In a statement today, Lakota Superintendent Karen Mantia said approval of the combination levy would allow $6.3 million for upgraded security and $13.5 million for a multiyear technology upgrade program.
“Security has always been important,” Mantia said. “But unfortunately, with the world we live in now, we need to do even more.”
She added that the security spending would include tripling the number of police officers and sheriff’s deputies in Lakota schools, as well as physical changes to school buildings.
Lakota’s student and district network of technology needs updating, she said.
“We can use technology to be more effective and cost-efficient,” she said. “But we need the infrastructure in place to do that, and we’ve fallen far behind. It’s about building a network infrastructure that allows the district to use technology the way it should be used in a large organization.”
Read the rest of the article at the following link:
The article was just as deceitful as was the conditions from which the vote was conducted. Mantia stated that the levy a 2-mill permanent improvement levy would go to enhance security at Lakota school buildings, including adding more cameras. Other funds would go to improving student technology. The remaining 3.5 mill would go to fund the new teacher contract for the Lakota Education Association which expires in June of 2014. Attempting to capitalize on the recent fearful circumstances of school shootings, Mantia attempted to divert attention away from their horrendous management of school finances to declare that the new tax increase would make “children safer.” But Dan Varney, treasurer for NoLakota was quick to call out the ruse saying that “Lakota officials are “trying to exploit the Sandy Hook killings” by including a promise of spending more money on school security if the tax is approved.

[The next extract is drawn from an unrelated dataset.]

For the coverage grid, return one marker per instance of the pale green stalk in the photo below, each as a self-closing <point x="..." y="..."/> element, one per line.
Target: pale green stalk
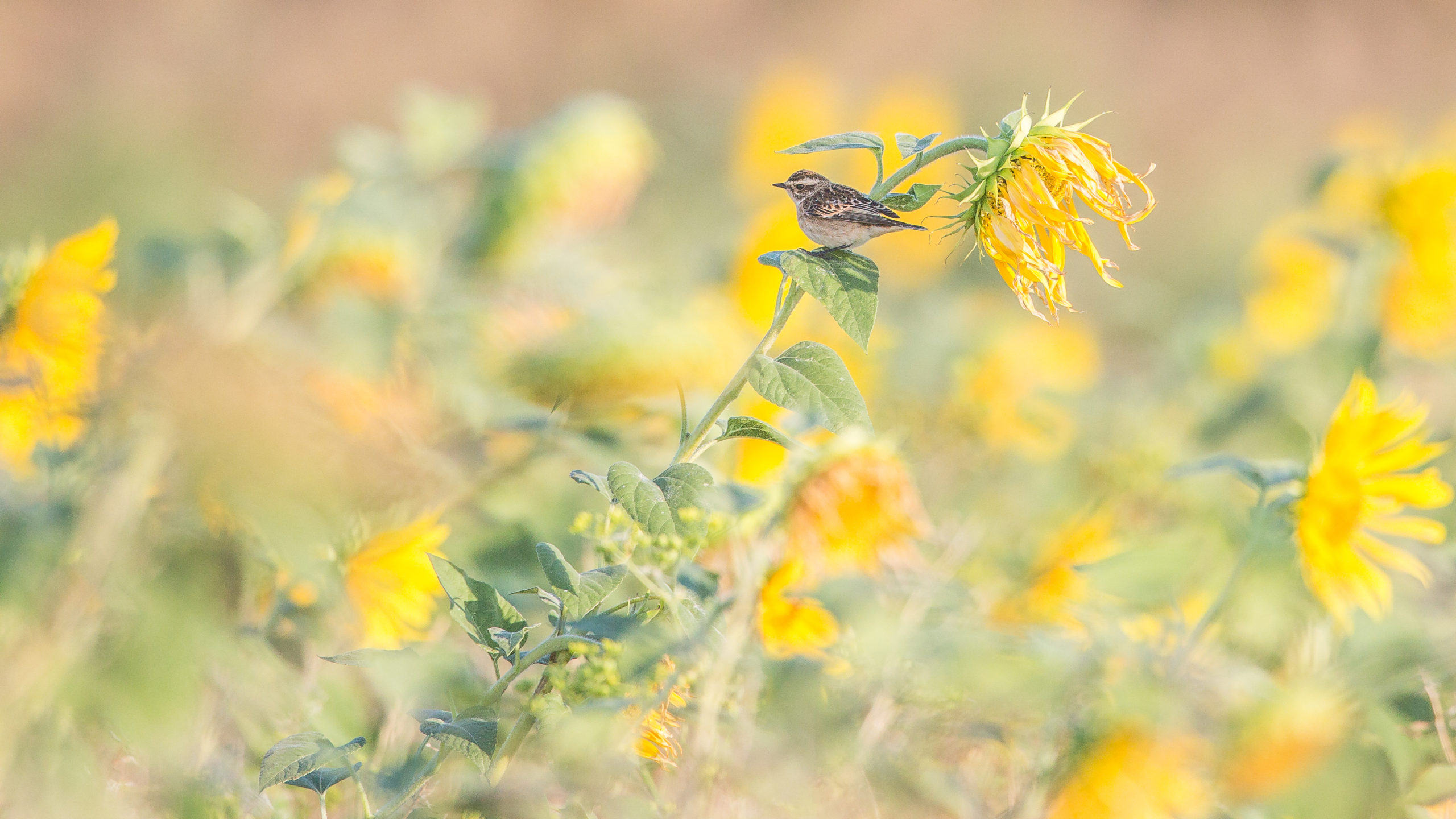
<point x="696" y="442"/>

“In December, a gunman killed 26 at the Sandy Hook Elementary in New Town, Conn. The shooting deaths of 20 children and six adult school staffers launched a nationwide examination of school security measures.
“That’s the security card they are playing and I’m sure that will be our position as the campaign moves forward,” said Varney.
As stated elsewhere, Lakota does not need more money. It has a consistent tax base that is already taxed too high. Yet Lakota’s employee demand is decreasing. Lakota needs to lay-off workers, not hire more, or even keep the ones they have. With the student enrollment decreasing every year for the next decade, Lakota schools will only need half their current school buildings before the close of the decade, primarily because the barrier to entry in the Lakota school district for families with school aged children is prohibitively high. Families with children won’t be buying used homes in Lakota, they will move into communities that have entry level starter homes. Increasingly the type of people who will live in the Lakota district are home owners without children in the district. And those people won’t be voting in favor of more taxes, especially for a school district that has no idea how to balance their budget.
Instead of playing things straight the Lakota administration attempted to use even more deceit to sneak the vote in favor of a new levy through once all the residents had gone home for the evening. The Enquirer had the article already written. All they had to do was wait for everyone to leave so there wouldn’t be any public record of any comments against them at the meeting. The attendance was light, as most of the residents at Lakota gave up a long time ago in believing that the school board has any control over the their finances, and the behavior of Lakota on June 24th, 2013 makes it clear why. The Lakota school board with their superintendent and other administrators cannot be trusted with little things, let alone, millions of dollars more just so they can avoid the hard decisions of laying-off their employees to match the declining student enrollment. And it is for that reason more than any other that the Lakota school system should be defunded to the maximum amount possible. Lakota as an organization is built on deceit, and are at best complicit of gross distortion of the facts in order to serve the whims of their teacher union and their employees who make a quarter million dollars a year for playing loose with the truth, and squeezing the community of its every last dime.